Figure 7. The standard deviation of the acceptance ratio.

6.4. Simulation Time Comparison

In this section, the simulation duration of the EvoSMS simulation analysis algorithm is compared with that of the SimSo simulator to evaluate the advantages of the proposed approach in terms of simulation efficiency. This comparison was carried out under identical parameters as follows: all task periods obeyed the uniform distribution of [10, 100]; the task utilization rate obeyed the uniform distribution of [0.05, 0.2]; the release time jitter of tasks obeyed the uniform distribution of [0, 5]; all tasks within the set had implicit deadlines, meaning their deadlines equaled their periods; the problem window was [0, 3000]; the number N of processor cores was 8; and the number of tasks was set to 25, 50, 75, 100, 125, 150, 175, and 200, respectively. The experimental results are shown in Figure 8. The horizontal coordinate indicates the number of tasks, and the vertical coordinate, which uses a linear scale, represents the running time of the simulation program. The green line connecting circular markers represents the simulation runtime of SimSo, while the blue line connecting square markers represents the simulation runtime of EvoSMS.

Figure 8. Comparison of EvoSMS simulation method and SimSo simulation tool runtime.

As shown in Figure 8, although the running time of both simulation approaches tended to grow as the number of tasks in the system kept increasing, the running time of the SimSo simulator grew faster and that of EvoSMS was relatively stable. The comparison between the EvoSMS approach and SimSo reveals a substantial advantage in terms of runtime for EvoSMS. Based on the statistical analysis of the experimental results, it was observed that, on average, the simulation runtime of EvoSMS was 96.24% lower than that of SimSo.

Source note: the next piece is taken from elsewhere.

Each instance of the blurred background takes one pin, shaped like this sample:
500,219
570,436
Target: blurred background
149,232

7. Conclusions and Future Work

Aiming to address the inefficiency of simulation-based schedulability analysis, this paper introduces an event-oriented simulation strategy and presents the implementation of EvoSMS, which is based on time-axis folding and unfolding algorithms. Experimental results demonstrate the accuracy of the analysis outcomes and highlight the improvements in analysis efficiency offered by the EvoSMS method.

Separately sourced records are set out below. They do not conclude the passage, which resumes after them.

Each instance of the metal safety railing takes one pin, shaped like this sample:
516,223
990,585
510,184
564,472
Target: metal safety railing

The current work focuses on the actor model with periodic tasks and implied deadlines, which simplifies the analysis but limits the general applicability of the results. Specifically, EvoSMS currently does not handle sporadic tasks or tasks with arbitrary deadlines, restricting its use in more diverse real-time scenarios. In addition, the method is limited to multi-core processors and has not yet been applied to multi-core distributed systems. As part of the planned extensions, the actor model will be enhanced to include message-passing models, and the script model will incorporate bus arbitration mechanisms to enable bus modeling, thereby facilitating further extension to distributed systems.

Another limitation lies in the scope of the modeling: the current approach does not fully account for interruption policies, global/partition scheduling support, or detailed resource models such as buses, caches, and critical sections. These omissions may affect the accuracy and generalization of the evaluation, as real-world systems often involve complex interactions among these factors. Furthermore, the simulation results are dependent on chosen parameters, including task models and execution time assumptions, which may influence observed schedulability outcomes. To address this, EvoSMS provides a set of generic XML files to describe various system models, and key parameters can be refined, for example, by collecting extensive measurements to obtain task execution time distributions.

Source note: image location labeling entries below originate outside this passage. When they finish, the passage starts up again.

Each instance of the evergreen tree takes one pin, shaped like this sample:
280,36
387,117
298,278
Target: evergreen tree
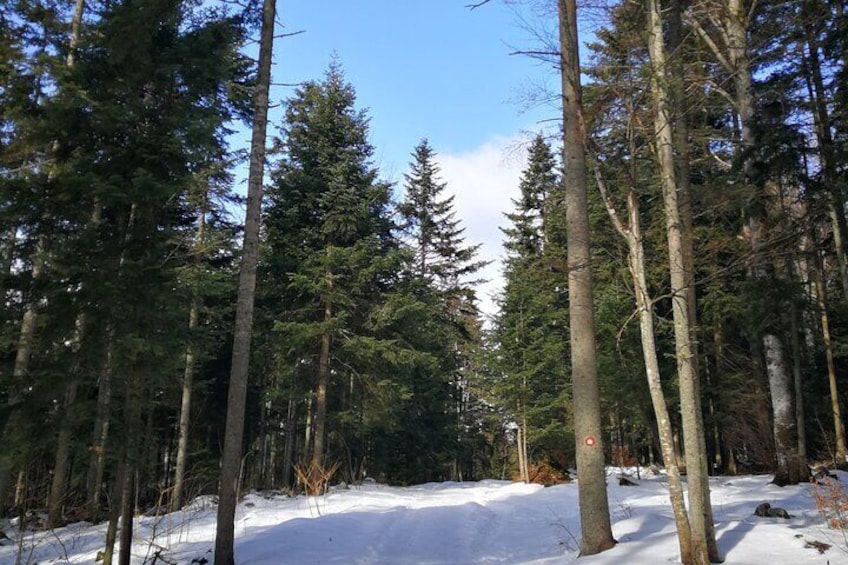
333,259
445,265
531,328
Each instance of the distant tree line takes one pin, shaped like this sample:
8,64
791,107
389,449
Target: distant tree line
702,161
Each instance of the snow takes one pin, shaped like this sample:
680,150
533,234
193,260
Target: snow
459,523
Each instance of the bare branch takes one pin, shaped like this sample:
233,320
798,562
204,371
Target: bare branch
702,33
292,34
608,203
477,4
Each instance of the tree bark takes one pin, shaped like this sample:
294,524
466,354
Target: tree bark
322,375
821,299
788,467
594,505
230,465
703,545
836,199
632,234
188,372
100,434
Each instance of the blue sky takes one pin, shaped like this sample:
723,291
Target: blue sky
423,68
434,69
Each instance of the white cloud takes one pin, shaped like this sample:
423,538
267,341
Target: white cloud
485,181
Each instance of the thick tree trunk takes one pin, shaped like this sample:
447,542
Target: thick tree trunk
788,470
594,504
230,465
703,545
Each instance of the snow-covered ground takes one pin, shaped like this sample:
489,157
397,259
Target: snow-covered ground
460,523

Future work will address these limitations by extending EvoSMS to handle sporadic tasks and arbitrary deadlines, supporting distributed multi-core systems and incorporating more comprehensive modeling of interruption policies, global and partitioned scheduling, and shared resources (including buses, caches, and critical sections). Additionally, we aim to study the sensitivity of the simulation results to different parameter settings to ensure more robust and generalizable conclusions.